Fred Krupp, the President of the US environmental group Environmental Defense Fund (EDF) said the members of the Oil and Gas Climate Initiative group of energy producers deserved real credit for setting a “good strong goal”.
But he warned:
“Ultimately, the true test of leadership is transparency and results. It will be critical now for companies to follow through on their commitment, reporting on progress with actual measured emissions, fully and publicly disclosed.”
The Oil and Gas Climate Initiative (OGCI) has announced plans to limit methane emissions from both oil and gas operations to 0.25 percent of total marketed product by 2025, with a stated ambition of cutting that figure to 0.2 percent.
According to the IEA’s latest World Energy Outlook, the global oil and gas supply chain emits about 75 million metric tons of methane annually – enough to power Africa two times over.
Environmental groups warn that effective monitoring and accurate reporting of emissions will be essential to ensure that the OGCI commitments are delivered.
Earlier this year the EDF took the extraordinary step of launching its own satellite. ‘MethaneSAT’ will identify and measure human-made methane emissions, as part of a $400 million project backed by major philanthropists.
Methane, which is powerful greenhouse gas, also contributes to the formation of ozone, a harmful air pollutant with serious consequences for human health, especially for people that suffer from respiratory conditions such as asthma.
The European Union currently lacks a unified strategy or targeted legislation to cut methane emissions, but the Commission has recently been tasked with drafting a “strategic plan” on methane.
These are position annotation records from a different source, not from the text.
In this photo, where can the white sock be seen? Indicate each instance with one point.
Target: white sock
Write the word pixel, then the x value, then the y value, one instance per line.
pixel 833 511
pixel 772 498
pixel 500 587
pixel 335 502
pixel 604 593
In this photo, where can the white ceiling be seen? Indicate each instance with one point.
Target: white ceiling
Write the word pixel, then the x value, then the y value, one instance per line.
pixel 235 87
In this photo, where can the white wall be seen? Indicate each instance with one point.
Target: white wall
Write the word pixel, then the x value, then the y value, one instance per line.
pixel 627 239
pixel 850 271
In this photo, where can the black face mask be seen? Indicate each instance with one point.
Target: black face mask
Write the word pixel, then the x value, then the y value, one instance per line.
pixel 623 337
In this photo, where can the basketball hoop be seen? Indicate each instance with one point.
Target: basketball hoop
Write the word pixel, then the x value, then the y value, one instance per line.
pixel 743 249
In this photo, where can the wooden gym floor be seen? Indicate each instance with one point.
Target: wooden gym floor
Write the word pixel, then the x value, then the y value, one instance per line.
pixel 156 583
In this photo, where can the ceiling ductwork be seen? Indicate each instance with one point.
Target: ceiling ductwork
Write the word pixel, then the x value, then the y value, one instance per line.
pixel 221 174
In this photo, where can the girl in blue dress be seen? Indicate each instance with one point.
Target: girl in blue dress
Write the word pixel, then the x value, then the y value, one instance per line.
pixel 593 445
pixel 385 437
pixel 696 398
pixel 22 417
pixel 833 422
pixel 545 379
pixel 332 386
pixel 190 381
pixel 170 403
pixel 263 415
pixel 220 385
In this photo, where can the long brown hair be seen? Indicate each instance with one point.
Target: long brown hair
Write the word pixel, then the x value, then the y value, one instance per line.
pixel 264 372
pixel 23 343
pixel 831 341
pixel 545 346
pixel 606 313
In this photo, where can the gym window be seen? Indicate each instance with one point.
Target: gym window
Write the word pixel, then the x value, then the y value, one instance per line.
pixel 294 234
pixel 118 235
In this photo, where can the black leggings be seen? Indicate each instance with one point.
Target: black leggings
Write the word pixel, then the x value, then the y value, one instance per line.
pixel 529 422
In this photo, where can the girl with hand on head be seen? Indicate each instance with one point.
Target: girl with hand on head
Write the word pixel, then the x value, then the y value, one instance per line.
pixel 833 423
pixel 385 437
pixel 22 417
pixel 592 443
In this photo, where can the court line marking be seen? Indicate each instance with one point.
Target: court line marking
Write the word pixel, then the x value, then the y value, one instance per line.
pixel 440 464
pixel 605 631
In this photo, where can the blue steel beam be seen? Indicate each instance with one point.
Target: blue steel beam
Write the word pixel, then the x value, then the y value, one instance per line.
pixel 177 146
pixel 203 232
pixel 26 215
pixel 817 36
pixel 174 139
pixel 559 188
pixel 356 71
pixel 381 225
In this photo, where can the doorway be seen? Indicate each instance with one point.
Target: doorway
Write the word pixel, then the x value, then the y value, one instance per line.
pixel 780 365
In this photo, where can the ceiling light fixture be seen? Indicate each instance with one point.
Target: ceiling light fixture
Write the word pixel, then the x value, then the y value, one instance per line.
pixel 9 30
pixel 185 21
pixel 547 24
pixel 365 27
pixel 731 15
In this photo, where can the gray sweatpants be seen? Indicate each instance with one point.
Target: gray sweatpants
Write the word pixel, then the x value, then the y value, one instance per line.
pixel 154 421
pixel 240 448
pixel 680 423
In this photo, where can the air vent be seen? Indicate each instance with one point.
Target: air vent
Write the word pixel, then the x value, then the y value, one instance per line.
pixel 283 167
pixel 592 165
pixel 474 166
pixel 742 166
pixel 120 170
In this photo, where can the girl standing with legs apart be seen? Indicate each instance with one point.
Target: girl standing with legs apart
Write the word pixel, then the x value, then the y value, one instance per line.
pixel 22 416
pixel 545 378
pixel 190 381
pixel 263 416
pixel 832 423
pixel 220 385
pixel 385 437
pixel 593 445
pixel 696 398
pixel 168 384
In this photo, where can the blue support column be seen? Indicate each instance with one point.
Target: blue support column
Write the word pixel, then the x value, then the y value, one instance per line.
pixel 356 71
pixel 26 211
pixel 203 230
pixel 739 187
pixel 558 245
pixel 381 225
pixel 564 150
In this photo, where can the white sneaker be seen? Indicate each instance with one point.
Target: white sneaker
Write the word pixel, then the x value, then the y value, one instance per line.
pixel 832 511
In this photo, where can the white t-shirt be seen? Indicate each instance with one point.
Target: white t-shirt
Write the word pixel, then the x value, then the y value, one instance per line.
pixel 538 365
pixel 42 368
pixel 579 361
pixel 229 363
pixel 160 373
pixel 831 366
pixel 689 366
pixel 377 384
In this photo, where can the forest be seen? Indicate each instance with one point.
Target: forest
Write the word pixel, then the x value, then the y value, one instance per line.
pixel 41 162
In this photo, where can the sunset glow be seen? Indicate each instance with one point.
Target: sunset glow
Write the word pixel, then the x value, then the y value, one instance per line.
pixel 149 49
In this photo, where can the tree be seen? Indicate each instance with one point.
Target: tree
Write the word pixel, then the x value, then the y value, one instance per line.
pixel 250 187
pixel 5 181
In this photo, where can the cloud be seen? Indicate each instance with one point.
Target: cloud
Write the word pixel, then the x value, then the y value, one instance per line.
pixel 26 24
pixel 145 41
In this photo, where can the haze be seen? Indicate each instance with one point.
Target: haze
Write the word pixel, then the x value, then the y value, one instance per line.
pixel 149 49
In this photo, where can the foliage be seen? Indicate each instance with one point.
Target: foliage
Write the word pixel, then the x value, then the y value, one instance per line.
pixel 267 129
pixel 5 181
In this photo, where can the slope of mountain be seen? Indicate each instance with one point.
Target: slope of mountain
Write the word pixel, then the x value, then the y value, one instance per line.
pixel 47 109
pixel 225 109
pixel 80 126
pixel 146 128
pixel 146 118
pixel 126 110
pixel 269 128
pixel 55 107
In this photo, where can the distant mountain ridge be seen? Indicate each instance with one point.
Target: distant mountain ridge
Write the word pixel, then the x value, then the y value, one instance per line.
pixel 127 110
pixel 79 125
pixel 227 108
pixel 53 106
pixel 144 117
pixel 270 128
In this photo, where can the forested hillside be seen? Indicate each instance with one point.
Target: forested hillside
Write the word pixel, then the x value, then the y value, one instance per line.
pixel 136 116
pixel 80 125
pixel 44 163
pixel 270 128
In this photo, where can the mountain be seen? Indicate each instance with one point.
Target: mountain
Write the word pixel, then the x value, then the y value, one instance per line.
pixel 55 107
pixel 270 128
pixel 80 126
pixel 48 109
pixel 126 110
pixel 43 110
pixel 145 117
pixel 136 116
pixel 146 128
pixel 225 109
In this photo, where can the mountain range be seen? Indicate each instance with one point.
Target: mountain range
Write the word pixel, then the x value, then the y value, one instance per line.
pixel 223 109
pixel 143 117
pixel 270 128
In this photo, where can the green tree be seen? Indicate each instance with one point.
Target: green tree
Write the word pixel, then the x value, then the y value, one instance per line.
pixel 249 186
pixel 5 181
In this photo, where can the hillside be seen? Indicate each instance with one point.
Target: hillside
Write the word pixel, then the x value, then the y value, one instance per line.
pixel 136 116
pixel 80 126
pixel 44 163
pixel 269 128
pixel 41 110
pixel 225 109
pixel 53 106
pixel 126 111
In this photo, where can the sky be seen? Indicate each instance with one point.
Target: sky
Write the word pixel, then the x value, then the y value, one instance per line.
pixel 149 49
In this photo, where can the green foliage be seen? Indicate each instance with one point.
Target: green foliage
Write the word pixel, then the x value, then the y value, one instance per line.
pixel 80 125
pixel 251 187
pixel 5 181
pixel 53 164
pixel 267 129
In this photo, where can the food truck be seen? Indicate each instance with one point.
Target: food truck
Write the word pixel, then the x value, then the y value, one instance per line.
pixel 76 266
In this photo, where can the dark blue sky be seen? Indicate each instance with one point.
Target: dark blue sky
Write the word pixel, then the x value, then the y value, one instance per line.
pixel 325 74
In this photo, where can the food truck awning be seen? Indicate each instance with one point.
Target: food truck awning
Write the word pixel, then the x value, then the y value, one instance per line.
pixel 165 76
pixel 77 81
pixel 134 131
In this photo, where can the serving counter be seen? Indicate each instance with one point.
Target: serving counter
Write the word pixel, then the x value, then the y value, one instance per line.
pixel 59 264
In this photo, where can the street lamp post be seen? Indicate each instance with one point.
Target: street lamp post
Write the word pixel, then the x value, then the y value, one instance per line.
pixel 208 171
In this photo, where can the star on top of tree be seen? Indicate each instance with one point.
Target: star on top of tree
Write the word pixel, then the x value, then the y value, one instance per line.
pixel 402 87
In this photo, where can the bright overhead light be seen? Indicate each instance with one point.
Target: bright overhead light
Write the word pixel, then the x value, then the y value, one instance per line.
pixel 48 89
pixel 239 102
Campaigners hope this will include measures to tackle methane emissions at their source.
Margherita Tolotto, EEB Air Quality Policy Officer said:
It’s important to tackle methane emissions from all sources at EU level. Statements of intent from industry must be matched by legally-binding limits that can be enforced through the courts.
Krupp agreed saying:
What we’ve learned through hard experience in the US is that voluntary efforts of leaders are no substitute for government policies that level the playing-field for all.
In North America Donald Trump’s administration has recently rolled back federal protections on methane emissions – a move criticised by the Union of Concerned Scientists, who said in a statement that the decision:
…put the preferences of the oil and gas industry ahead of safeguarding Americans’ health or protecting future generations from climate change.
Following the OGCI announcement, the Trump administration is increasingly isolated on this issue.
Elsewhere in North America Canadian rules were recently tightened and Mexico is expected to follow suit in the coming months. Environmental groups are expected to watch closely to see if the EU is ready to take similar steps.